Dominique de Villepin, président de République Solidaire, était l’invité de Jean-Michel Apathie sur RTL mardi matin. Voici la [...]
« En ce qui concerne l’avant-projet de loi [note : de réforme de la procédure pénale], deux points m’inquiètent particulièrement. En premier lieu, le statut du juge d’instruction. On peut évoquer sa suppression, et la création d’un juge des enquêtes et des libertés (JEL). Mais cela ne m’apparaît pas satisfaisant, tant que l’on a pas réglé la question de l’indépendance du parquet vis-à-vis de la Chancellerie. Depuis des années, je plaide pour une rupture totale des liens unissant le pouvoir politique au Parquet, afin d’avoir une justice totalement indépendante et répondant au niveau d’exigence de nos partenaires européens. Deuxièmement, je m’inquiète de la situation des gardes à vue dans notre pays. Nous devons être irréprochables, ce qui est loin d’être le cas aujourd’hui. A ce propos, je plaide pour la présence de l’avocat tout au long de la garde à vue. »
(Métro, 05/03/10)
« En ce qui concerne les gardes à vue, on voit qu’en France, nous avons été sans doute beaucoup trop loin : 800.000 gardes à vue par an, dont 100.000 qui sont de plus de 24 heures. Quand on compare à la situation en Allemagne, on voit le décalage : 60.000 gardes à vue en moyenne. Je pense que la garde à vue doit être utilisée pour des besoins spécifiques, quand il y a des délits particulièrement graves, et il faut encadrer cette garde à vue, de telle façon que la protection des libertés puisse être satisfaisante (…). [Il faut] faire en sorte que la garde à vue ne puisse pas durer excessivement et (…) puisse s’accompagner d’une protection juridique, et notamment de la présence d’un avocat dès [son] début. C’est une règle quasi générale dans les pays européens. »
(Club Villepin, 22/02/10)
« Nous avons un système pénitentiaire qui est un système punitif (…). Il y a de fortes chances que [les personnes incarcérées] en sortent moins bonnes qu’[elles] n’en sont rentrées. Si nous voulons inverser cette logique, il faut faire en sorte que la prison puisse jouer son rôle d’éducation, de reconversion, de nouvelle chance, de soin. [Passons] à un système de réhabilitation. »

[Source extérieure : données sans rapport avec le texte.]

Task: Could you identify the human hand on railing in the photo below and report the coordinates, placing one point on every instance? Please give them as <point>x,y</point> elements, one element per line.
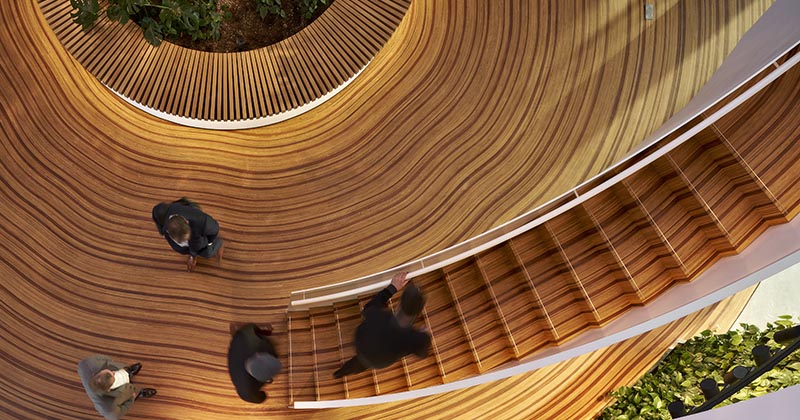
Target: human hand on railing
<point>399,280</point>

(Club Villepin, 02/10/2009)
« Nous devons croire à la justice de notre pays (…), c’est un des fondements de notre vie démocratique et de notre vie républicaine. Nous n’avons pas le droit de baisser les bras devant quelque difficulté que ce soit, y compris si au cours des dernières années, quelques scandales ont pu agité la justice. La justice, c’est un bien précieux et fragile, qui demande l’engagement de tous, de tous les pouvoirs, de tous les citoyens. »
(Club Villepin, 25/09/09)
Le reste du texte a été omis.